Bitcoin users face increasing pressure from the IRS to disclose private information unrelated to taxation purposes. This follows a recent IRS summons against the Bitcoin trader Coinbase, calling for the mandatory collection of detailed customer data.
 
In 2015, the IRS concluded that bitcoin holders “may fail, or may have failed, to comply with one or more provisions of the internal revenue laws” and that the solution was to demand all US user records from 2013 - 2015 from Coinbase that include transaction history, IP addresses and transcripts with customer support.
 
This comes despite the IRS having failed to provide comprehensive guidance for bitcoin owners since classifying the currency as property, subject to property tax laws, in 2014.
 
Perianne Boring, President of the Chamber of Digital Commerce says that if the IRS succeeds in violating consumer privacy, this “would set a terrible precedent.” She added that many bitcoin firms and users are “afraid to speak out” because of the fear of being “directly targeted by the IRS.”
 
Brian Armstrong, Coinbase founder and CEO made a public statement to voice his concerns against the subpoena. “Asking for detailed transaction information on so many people, simply for using digital currency, is a violation of their privacy, and is not the best way for us to accomplish our mutual objective.” By taking action that is “overly broad,” he continued, “the IRS incorrectly implies that all users of virtual currency are evading taxes.”
 
Bitcoin advocacy groups have emerged in response to this, calling on federal and state governments to provide a better regulatory and taxation framework for digital currencies.
 
The Digital Assets Tax Policy Coalition for example has been created  to “develop effective and efficient tax policies for the growing virtual currency markets.” The Blockchain Alliance has likewise been facilitated to “open dialogue between the private and public sectors about digital assets and Blockchain technology.”
 
Bridging the gap between government hurdles and an industry that has risen to $20 billion in market value is increasingly necessary for all stakeholders.

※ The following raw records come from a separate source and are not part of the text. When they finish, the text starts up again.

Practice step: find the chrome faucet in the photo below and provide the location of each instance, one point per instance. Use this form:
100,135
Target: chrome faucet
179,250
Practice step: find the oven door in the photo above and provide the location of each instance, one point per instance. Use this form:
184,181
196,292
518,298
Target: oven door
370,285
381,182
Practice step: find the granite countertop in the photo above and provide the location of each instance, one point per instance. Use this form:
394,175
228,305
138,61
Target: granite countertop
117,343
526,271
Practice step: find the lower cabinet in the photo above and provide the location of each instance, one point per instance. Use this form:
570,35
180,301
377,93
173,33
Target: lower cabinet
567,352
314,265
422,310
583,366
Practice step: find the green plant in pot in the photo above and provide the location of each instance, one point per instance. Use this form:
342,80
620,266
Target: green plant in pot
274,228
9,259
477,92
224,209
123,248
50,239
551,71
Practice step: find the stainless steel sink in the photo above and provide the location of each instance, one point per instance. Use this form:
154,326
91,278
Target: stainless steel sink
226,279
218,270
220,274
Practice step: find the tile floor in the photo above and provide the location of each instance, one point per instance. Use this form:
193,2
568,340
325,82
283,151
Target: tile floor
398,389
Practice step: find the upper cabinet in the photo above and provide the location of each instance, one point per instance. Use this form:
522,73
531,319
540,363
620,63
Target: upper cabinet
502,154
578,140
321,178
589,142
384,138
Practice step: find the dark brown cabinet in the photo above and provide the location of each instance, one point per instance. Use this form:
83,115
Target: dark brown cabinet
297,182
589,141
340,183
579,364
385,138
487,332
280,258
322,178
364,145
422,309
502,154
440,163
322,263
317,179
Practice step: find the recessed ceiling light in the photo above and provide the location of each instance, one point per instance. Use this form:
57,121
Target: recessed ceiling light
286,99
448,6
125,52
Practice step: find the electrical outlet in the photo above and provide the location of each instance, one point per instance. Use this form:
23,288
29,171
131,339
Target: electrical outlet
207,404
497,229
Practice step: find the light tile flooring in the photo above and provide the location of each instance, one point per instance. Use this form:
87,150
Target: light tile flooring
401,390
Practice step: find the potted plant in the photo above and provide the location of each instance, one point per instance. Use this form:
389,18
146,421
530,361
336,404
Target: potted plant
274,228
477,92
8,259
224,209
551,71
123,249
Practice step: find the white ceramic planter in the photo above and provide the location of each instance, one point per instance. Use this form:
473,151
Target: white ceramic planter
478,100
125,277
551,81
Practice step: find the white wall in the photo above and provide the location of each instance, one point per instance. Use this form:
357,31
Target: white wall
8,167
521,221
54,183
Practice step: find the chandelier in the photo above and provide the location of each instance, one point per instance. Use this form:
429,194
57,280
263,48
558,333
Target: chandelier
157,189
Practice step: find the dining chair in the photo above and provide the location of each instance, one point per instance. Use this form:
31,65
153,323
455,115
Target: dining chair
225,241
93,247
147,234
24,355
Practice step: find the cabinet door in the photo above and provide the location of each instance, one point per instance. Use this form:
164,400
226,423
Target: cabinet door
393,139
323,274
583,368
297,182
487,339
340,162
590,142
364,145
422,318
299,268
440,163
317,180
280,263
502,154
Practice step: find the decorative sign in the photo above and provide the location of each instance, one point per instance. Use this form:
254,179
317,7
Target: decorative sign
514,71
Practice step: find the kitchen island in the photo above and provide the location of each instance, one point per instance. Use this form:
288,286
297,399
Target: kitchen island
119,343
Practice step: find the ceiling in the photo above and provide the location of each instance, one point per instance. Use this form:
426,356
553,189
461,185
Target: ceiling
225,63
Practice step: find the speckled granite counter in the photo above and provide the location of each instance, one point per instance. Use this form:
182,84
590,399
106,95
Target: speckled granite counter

A recent Business Intelligence Insider report shows that the current complexity of the US regulatory system is a major hindrance to the development of a “coherent fintech policy.” Moreover, it concludes that without allowing digital commerce  to “achieve a scale necessary for success,” the U.S. will continue falling behind the UK and some areas of Europe.

Creating a taxation framework that is stable and standardized, adaptable to digital trends, and maintains basic privacy standards is key to the broader development of the US bitcoin industry.